12 min read

Augmented Reality (AR) filters that are used on applications such as Snapchat and Instagram have gained worldwide popularity.

This tutorial is an excerpt taken from the book ‘Machine Learning Projects for Mobile Applications’ written by Karthikeyan NG.

In this tutorial,  we will look at how you can build your own Augmented Reality (AR) filter using TensorFlow Lite, a platform that allows you to run machine learning models on mobile and embedded devices.  With this application, we will place AR filters on top of a real-time camera view.

Using AR filters, we can add a mustache to a male’s facial key point, and we can add a relevant emotional expression on top of the eyes. The TensorFlow Lite model is used to detect gender and emotion from the camera view. We will be looking at concepts such as MobileNet models and building the dataset required for model conversion before looking at how to build the Android application.

MobileNet models

We use the MobileNet model to identify gender, while the AffectNet model is used to detect emotion.
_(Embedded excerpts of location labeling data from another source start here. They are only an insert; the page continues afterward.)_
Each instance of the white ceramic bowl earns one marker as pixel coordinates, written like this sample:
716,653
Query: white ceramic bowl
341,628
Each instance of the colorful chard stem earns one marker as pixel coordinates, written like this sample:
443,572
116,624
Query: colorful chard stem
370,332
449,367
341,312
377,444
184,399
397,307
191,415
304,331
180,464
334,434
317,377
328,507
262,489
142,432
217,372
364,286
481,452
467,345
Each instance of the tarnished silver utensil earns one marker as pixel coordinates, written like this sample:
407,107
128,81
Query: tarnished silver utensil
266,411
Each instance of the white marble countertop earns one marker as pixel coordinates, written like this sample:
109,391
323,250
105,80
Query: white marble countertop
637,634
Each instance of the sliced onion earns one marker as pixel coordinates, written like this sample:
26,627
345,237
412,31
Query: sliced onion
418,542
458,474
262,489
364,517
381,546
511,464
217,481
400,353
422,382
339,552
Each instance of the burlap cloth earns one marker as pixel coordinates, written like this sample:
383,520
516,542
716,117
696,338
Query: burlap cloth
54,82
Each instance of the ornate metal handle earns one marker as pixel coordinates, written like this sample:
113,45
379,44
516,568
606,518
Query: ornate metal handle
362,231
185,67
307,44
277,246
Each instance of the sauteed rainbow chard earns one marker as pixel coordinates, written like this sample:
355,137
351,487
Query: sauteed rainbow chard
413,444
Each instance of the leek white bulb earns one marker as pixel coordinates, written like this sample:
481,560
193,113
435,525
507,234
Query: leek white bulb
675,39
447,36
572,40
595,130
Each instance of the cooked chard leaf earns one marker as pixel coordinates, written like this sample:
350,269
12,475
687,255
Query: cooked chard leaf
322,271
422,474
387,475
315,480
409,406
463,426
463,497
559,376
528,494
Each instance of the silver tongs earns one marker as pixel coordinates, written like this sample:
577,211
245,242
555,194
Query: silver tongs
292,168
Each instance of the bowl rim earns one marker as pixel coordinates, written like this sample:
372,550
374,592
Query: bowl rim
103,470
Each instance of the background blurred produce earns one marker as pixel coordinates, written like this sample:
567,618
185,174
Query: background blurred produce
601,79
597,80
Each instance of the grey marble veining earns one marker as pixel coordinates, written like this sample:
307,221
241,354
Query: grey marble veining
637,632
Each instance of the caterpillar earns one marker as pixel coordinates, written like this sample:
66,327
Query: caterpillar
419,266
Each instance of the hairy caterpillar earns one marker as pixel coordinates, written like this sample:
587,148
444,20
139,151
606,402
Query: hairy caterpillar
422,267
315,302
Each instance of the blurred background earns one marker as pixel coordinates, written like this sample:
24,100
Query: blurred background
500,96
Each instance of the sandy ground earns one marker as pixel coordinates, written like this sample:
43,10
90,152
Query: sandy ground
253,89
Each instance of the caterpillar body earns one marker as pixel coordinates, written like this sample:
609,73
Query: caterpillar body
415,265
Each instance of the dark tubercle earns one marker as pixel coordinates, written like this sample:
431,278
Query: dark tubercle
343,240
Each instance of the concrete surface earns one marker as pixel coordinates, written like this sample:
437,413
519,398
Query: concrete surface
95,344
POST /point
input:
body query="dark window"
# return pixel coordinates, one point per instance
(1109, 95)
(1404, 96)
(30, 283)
Facial key point detection is achieved using Google’s Mobile Vision API.

TensorFlow offers various pre-trained models, such as drag and drop models, in order to identify approximately 1,000 default objects. When compared with other similar models such as the Inception model datasets, MobileNet works better with latency, size, and accuracy. In terms of output performance, there is a significant amount of lag, with a full-fledged model. However, the trade-off is acceptable when the model is deployable on a mobile device and for real-time offline model detection.

The MobileNet architecture deals with a 3 x 3 convolution layer in a different way from a typical CNN.

For a more detailed explanation of the MobileNet architecture, please visit https://arxiv.org/pdf/1704.04861.pdf.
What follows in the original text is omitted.